Enjoy a guilt-free breakfast with these low carb pancakes or crepes. Made with almond flour, eggs, and a touch of sweetness, these pancakes are perfect for those following a low carb diet. Serve them with your favorite toppings and enjoy a delicious and satisfying meal.
Ingredients
- 1 cup almond flour
- 2 tablespoons coconut flour
- 1 teaspoon baking powder
- 1/4 teaspoon salt
- 4 large eggs
- 1/2 cup unsweetened almond milk
- 2 tablespoons melted butter or coconut oil
- 1 tablespoon sweetener of choice (optional)

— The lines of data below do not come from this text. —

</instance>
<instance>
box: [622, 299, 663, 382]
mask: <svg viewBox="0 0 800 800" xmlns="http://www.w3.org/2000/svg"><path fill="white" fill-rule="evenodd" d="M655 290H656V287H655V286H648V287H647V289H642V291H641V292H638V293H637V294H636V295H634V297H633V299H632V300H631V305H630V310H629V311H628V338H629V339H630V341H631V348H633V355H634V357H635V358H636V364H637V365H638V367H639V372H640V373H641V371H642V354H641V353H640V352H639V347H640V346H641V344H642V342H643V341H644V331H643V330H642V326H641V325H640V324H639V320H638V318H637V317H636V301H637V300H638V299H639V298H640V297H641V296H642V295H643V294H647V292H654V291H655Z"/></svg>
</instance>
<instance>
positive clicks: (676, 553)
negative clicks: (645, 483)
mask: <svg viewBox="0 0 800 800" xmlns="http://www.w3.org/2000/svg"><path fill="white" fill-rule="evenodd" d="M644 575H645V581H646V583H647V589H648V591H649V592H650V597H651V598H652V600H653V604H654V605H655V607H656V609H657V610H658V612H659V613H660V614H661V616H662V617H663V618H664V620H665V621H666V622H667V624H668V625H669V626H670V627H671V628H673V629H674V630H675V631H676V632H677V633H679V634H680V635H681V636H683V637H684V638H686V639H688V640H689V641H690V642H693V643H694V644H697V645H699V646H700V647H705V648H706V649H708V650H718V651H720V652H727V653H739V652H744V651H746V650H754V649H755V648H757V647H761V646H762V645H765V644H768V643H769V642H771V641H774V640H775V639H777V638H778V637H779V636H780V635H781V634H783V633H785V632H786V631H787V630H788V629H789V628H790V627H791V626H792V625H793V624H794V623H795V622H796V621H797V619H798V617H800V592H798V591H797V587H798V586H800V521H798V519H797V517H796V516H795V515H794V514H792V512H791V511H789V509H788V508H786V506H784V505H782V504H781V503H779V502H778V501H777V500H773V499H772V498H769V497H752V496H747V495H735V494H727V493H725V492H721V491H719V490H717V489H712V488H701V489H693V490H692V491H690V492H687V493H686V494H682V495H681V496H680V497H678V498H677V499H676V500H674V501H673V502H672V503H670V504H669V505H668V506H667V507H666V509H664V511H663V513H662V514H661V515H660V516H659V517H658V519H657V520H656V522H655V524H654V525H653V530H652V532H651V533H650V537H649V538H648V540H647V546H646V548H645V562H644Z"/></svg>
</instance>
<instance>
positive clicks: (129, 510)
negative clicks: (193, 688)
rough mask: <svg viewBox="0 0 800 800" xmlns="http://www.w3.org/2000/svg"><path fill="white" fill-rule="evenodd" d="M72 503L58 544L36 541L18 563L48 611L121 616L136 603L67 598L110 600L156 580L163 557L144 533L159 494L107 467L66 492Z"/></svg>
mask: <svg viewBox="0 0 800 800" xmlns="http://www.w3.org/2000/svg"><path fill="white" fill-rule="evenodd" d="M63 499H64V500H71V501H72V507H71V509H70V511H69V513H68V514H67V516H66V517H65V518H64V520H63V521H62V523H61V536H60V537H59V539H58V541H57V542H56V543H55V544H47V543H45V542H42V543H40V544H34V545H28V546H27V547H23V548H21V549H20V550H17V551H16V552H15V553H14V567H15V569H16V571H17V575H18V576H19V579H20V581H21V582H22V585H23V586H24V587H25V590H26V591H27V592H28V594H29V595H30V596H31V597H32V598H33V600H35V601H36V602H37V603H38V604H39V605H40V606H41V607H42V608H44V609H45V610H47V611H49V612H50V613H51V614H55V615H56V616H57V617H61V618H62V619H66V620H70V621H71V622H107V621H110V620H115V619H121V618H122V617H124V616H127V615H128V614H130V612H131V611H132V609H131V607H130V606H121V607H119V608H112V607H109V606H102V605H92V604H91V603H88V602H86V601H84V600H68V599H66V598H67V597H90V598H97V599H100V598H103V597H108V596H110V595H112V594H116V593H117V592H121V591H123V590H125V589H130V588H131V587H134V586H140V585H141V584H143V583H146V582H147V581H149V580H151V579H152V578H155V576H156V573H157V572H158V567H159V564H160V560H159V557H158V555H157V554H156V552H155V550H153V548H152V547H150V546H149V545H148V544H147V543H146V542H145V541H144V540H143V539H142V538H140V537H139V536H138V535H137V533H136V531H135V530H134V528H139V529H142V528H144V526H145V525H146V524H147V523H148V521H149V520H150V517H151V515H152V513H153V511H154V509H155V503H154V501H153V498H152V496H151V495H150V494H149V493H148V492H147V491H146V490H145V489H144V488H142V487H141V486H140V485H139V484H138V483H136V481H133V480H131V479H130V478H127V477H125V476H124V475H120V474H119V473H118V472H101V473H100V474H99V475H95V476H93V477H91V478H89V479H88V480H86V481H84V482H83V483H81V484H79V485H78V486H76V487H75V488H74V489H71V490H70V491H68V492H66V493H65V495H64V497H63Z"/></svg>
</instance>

- 1 teaspoon vanilla extract
Directions
- In a mixing bowl, whisk together almond flour, coconut flour, baking powder, and salt.

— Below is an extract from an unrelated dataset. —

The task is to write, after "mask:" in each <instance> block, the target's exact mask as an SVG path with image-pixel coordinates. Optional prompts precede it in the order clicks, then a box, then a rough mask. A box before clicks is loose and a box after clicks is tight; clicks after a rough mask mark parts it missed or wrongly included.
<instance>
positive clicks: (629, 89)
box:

- In a separate bowl, beat the eggs. Add almond milk, melted butter or coconut oil, sweetener (if using), and vanilla extract. Mix well.
- Pour the wet ingredients into the dry ingredients and stir until well combined.

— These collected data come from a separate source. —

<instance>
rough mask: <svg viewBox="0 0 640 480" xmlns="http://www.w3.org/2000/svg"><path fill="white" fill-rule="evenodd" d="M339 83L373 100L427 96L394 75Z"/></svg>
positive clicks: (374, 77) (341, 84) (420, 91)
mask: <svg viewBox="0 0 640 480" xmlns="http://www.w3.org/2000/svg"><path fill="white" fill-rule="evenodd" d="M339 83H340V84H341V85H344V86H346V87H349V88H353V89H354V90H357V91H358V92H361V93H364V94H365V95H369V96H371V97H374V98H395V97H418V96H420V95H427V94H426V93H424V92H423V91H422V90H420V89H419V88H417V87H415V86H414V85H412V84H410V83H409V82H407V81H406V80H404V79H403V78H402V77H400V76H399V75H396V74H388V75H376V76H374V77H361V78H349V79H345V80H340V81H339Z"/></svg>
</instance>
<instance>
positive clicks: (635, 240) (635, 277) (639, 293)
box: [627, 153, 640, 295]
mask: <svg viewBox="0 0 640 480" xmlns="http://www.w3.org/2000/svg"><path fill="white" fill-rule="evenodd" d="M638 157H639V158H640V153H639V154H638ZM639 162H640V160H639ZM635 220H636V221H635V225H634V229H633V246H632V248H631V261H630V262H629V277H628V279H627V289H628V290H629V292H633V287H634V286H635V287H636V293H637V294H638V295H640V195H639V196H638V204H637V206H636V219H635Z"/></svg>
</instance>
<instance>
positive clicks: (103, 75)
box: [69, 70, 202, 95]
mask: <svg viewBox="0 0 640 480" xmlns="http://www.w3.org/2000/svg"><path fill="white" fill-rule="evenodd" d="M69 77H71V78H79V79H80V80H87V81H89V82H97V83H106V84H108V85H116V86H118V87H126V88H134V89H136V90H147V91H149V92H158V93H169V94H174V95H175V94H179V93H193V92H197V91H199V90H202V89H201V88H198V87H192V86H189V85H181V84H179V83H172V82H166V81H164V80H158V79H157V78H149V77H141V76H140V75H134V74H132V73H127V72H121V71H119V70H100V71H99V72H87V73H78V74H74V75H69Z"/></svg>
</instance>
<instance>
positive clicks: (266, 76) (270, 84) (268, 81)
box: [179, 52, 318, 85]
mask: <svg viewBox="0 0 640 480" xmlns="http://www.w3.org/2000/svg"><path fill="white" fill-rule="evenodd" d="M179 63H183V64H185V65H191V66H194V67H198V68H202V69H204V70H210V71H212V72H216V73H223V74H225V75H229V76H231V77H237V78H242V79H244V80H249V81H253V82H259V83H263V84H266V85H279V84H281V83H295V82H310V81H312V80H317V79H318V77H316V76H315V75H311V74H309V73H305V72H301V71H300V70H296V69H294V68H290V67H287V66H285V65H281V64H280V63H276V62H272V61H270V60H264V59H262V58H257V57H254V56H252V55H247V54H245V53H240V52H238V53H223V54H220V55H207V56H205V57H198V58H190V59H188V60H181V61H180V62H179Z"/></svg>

- Heat a non-stick skillet or griddle over medium heat. Lightly grease with butter or coconut oil.
- Pour about 1/4 cup of batter onto the skillet and spread it out into a thin circle.
- Cook for about 2 minutes, until the edges start to set and bubbles form on the surface.
- Flip the pancake and cook for an additional 1-2 minutes, until cooked through.
- Repeat with the remaining batter, adding more butter or oil to the skillet as needed.
- Serve the pancakes warm with your favorite toppings, such as sugar-free syrup, berries, or whipped cream.
Interesting Facts
Almond flour is a great low carb alternative to regular flour, as it is high in protein and low in carbs.
Coconut flour adds a subtle coconut flavor and extra fiber to the pancakes.
These pancakes are versatile and can be made into either pancakes or crepes depending on how thin you spread the batter.